This issue tracker has been migrated to GitHub, and is currently read-only.
For more information, see the GitHub FAQs in the Python's Developer Guide.

classification
Title: dis module documentation gives no indication of the dangers of bytecode inspection
Type: Stage: resolved
Components: Documentation Versions: Python 2.7
process
Status: closed Resolution: fixed
Dependencies: Superseder:
Assigned To: brett.cannon Nosy List: brett.cannon, eric.araujo, exarkun, georg.brandl, terry.reedy
Priority: normal Keywords:

Created on 2010-02-01 13:25 by exarkun, last changed 2022-04-11 14:56 by admin. This issue is now closed.

Messages (8)
msg98661 - (view) Author: Jean-Paul Calderone (exarkun) * (Python committer) Date: 2010-02-01 13:25
From python-dev:

On Fri, Jan 29, 2010 at 15:04,  <exarkun@twistedmatrix.com> wrote:
> On 10:47 pm, tjreedy@udel.edu wrote:
>>
>> On 1/29/2010 4:19 PM, Collin Winter wrote:
>>>
>>> On Fri, Jan 29, 2010 at 7:22 AM, Nick Coghlan<ncoghlan@gmail.com> wrote:
>>
>>> Agreed. We originally switched Unladen Swallow to wordcode in our
>>> 2009Q1 release, and saw a performance improvement from this across the
>>> board. We switched back to bytecode for the JIT compiler to make
>>> upstream merger easier. The Unladen Swallow benchmark suite should
>>> provided a thorough assessment of the impact of the wordcode ->
>>> bytecode switch. This would be complementary to a JIT compiler, rather
>>> than a replacement for it.
>>>
>>> I would note that the switch will introduce incompatibilities with
>>> libraries like Twisted. IIRC, Twisted has a traceback prettifier that
>>> removes its trampoline functions from the traceback, parsing CPython's
>>> bytecode in the process. If running under CPython, it assumes that the
>>> bytecode is as it expects. We broke this in Unladen's wordcode switch.
>>> I think parsing bytecode is a bad idea, but any switch to wordcode
>>> should be advertised widely.
>>
>> Several years, there was serious consideration of switching to a
>> registerbased vm, which would have been even more of a change. Since I
>> learned 1.4, Guido has consistently insisted that the CPython vm is not part
>> of the language definition and, as far as I know, he has rejected any byte-
>> code hackery in the stdlib. While he is not one to, say, randomly permute
>> the codes just to frustrate such hacks, I believe he has always considered
>> vm details private and subject to change and any usage thereof 'at one's own
>> risk'.
>
> Language to such effect might be a useful addition to this page (amongst
> others, perhaps):
>
>  http://docs.python.org/library/dis.html
>
> which very clearly and helpfully lays out quite a number of APIs which can
> be used to get pretty deep into the bytecode.  If all of this is subject to
> be discarded at the first sign that doing so might be beneficial for some
> reason, don't keep it a secret that people need to join python-dev to learn.
>

Can you file a bug and assign it to me?

-Brett
msg98906 - (view) Author: Terry J. Reedy (terry.reedy) * (Python committer) Date: 2010-02-05 20:44
The doc begins
"30.12. dis — Disassembler for Python bytecode
The dis module supports the analysis of Python bytecode by disassembling it. Since there is no Python assembler, this module defines the Python assembly language. The Python bytecode which this module takes as an input is defined in the file Include/opcode.h and used by the compiler and the interpreter."

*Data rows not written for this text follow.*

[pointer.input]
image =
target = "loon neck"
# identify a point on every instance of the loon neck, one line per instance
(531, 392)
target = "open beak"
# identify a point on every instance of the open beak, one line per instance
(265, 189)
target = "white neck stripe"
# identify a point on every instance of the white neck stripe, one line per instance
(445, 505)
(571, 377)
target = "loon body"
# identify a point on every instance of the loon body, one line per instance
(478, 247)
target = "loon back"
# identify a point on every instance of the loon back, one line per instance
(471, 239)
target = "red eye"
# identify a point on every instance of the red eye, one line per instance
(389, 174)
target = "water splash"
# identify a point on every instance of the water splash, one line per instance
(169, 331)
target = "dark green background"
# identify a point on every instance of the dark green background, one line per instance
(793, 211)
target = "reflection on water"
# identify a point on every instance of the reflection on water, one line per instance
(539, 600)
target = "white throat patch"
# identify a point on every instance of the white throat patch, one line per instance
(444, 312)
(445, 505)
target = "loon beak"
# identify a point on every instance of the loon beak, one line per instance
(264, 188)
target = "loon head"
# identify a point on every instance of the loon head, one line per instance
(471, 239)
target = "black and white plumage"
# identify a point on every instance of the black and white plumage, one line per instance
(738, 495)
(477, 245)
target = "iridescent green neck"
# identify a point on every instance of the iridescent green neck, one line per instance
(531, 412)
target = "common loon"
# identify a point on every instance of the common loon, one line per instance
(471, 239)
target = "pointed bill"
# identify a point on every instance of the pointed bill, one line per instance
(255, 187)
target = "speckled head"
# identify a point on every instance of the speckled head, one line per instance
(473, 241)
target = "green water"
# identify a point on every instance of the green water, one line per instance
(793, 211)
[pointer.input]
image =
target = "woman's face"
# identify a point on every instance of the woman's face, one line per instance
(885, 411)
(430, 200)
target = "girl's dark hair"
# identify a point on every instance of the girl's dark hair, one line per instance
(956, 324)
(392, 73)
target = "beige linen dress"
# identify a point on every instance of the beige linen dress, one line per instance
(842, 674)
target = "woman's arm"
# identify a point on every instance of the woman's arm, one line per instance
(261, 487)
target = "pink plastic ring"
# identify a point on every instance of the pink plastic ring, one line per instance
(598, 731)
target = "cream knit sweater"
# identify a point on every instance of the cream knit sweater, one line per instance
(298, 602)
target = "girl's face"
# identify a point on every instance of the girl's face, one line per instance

This goes back to when python.exe (CPython) was the only implementation. "Python bytecode" is no longer appropriate. It should be changed to CPython bytecode. My suggestion for a possible update:

30.12. dis — Disassembler for CPython bytecode
CPython currently compiles Python source code to a custom bytecode that is defined by the CPytyon source file Include/opcode.h and explained below. While such implementation details are subject to change in any CPython x.y version, the dis module supports the analysis of current bytecode by disassembling it to a format similar to assembly language."

Calling it an actual assembly language, as the current doc does, implies to me that there is/should be an assembler (which Guido has said there should not be).

"30.12.1. Python Bytecode Instructions
The Python compiler ..."

Python -> CPython

In the glossary:
"bytecode 
Python source code is compiled into bytecode, the internal representation of a Python program in the interpret"
=> something like
"bytecode
CPython currently compiles Python source code to an internal bytecode representation that it uses to execute the program. Some other implementations do something similar."

These suggestions touch on the larger issue of differentiating and disentangling language doc from CPython implementation doc. I support this even though I have never used any of the other implementations.
msg109126 - (view) Author: Terry J. Reedy (terry.reedy) * (Python committer) Date: 2010-07-02 20:11
Brett, should this be reassigned to docs@python? I gave a suggested text change months ago. The need for a change like this was mentioned again today on pydev in the thread "Can Python implementations reject semantically invalid expressions?". Since the current deficiency has been noted repeatedly, I think the priority should be at least normal.

Unless someone suggests something even better, I think my proposed replacememt should be accepted, formatted, and applied. I think it is definitely better than the current text.
msg109133 - (view) Author: Brett Cannon (brett.cannon) * (Python committer) Date: 2010-07-02 21:20
Sorry, Terry, I didn't even notice the corrections in the issue since they were inlined in a comment instead of as an attached file. I will have a look right now.
msg109143 - (view) Author: Brett Cannon (brett.cannon) * (Python committer) Date: 2010-07-02 22:04
Fixed in r82456. I decided to make a warning directive so that it's really obvious that people should not consider the dis module and bytecode as stable.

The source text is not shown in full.